DATE HIKED: 8/20-8/21/22

TOTAL MILEAGE: 15 MILES

TOTAL ELEVATION GAIN: 5,200’

RED TAPE: BACKCOUNTRY PERMITS ARE REQUIRED TO CAMP IN NORTH CASCADES NATIONAL PARK. RESERVATIONS CAN BE MADE AT RECREATION.GOV OR OBTAINED AS A WALKUP PERMIT UP TO ONE DAY BEFORE THE TRIP DATE.

A season spent hiking and backpacking in the North Cascades wouldn’t be complete without at least one failed objective. After a pretty successful summer run, Alex and I experienced that failure on an attempt to make it to a pair of pretty alpine lakes nestled under Mt. Arriva and Fisher Peak.
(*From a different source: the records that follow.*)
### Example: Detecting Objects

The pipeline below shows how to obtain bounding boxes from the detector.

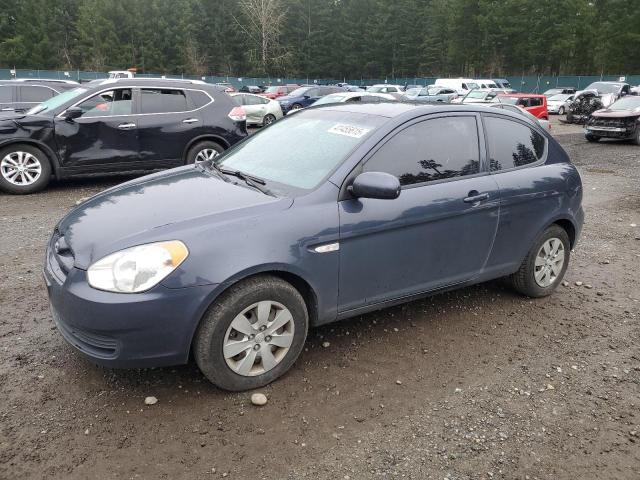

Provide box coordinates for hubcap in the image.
[0,152,42,186]
[534,238,564,287]
[222,300,294,377]
[196,148,218,163]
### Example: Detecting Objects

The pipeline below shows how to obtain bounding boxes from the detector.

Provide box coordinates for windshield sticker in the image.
[328,123,371,138]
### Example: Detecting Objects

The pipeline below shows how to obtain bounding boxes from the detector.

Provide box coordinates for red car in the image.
[493,93,549,120]
[262,85,299,100]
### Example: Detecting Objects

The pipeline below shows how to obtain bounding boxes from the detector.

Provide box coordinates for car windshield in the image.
[585,82,622,93]
[289,87,311,97]
[492,95,518,105]
[314,93,348,105]
[547,93,571,102]
[216,108,385,193]
[27,88,87,115]
[609,97,640,110]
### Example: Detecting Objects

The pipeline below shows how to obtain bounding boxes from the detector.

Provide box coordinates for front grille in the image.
[589,117,635,128]
[49,229,75,281]
[51,307,119,360]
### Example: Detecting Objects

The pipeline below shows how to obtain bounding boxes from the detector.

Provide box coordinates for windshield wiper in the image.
[220,167,276,197]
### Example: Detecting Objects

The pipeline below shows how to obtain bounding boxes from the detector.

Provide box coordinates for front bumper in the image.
[44,252,216,368]
[584,125,639,140]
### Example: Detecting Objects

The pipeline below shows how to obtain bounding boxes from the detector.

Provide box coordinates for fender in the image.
[184,263,324,348]
[182,133,231,162]
[0,138,61,180]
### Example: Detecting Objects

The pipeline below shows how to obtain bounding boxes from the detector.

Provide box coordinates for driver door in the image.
[55,88,139,170]
[338,114,500,313]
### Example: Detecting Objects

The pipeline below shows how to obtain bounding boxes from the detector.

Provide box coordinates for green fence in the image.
[0,68,640,92]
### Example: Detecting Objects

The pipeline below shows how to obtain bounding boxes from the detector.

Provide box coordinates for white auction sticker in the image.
[328,123,371,138]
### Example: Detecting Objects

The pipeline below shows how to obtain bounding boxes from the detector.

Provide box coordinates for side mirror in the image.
[348,172,401,200]
[64,107,84,120]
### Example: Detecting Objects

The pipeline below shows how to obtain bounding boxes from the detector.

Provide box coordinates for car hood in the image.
[591,107,640,118]
[56,165,293,269]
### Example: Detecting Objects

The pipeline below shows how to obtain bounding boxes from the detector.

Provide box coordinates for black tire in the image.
[262,113,276,127]
[507,225,571,298]
[186,140,224,164]
[193,275,309,391]
[0,143,51,195]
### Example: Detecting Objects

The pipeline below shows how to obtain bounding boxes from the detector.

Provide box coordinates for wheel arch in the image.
[182,133,231,162]
[189,265,318,358]
[0,138,60,179]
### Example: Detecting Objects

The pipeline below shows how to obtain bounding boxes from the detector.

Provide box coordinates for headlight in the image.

The final approach to the lakes is known to be pretty sketchy, with multiple route descriptions mentioning a “gully of death” and cautioning hikers to be careful about their route selection. Alex and I had a big traverse planned in the North Cascades over Labor Day weekend so we were looking for a route that would test us—a route that required boulder hopping, route-finding, and scrambling with a heavy overnight pack. The scenic Silent Lakes seemed like the perfect challenge with a pretty reward. Unfortunately, while we experienced the challenge, we did not get to experience the reward, but we were in such a beautiful area that the trip didn’t seem like a total wash despite not making it to our objective.


We picked up our backcountry permit first thing Saturday morning and then made our way along the stunning Highway 20 until we reached the Easy Pass trailhead.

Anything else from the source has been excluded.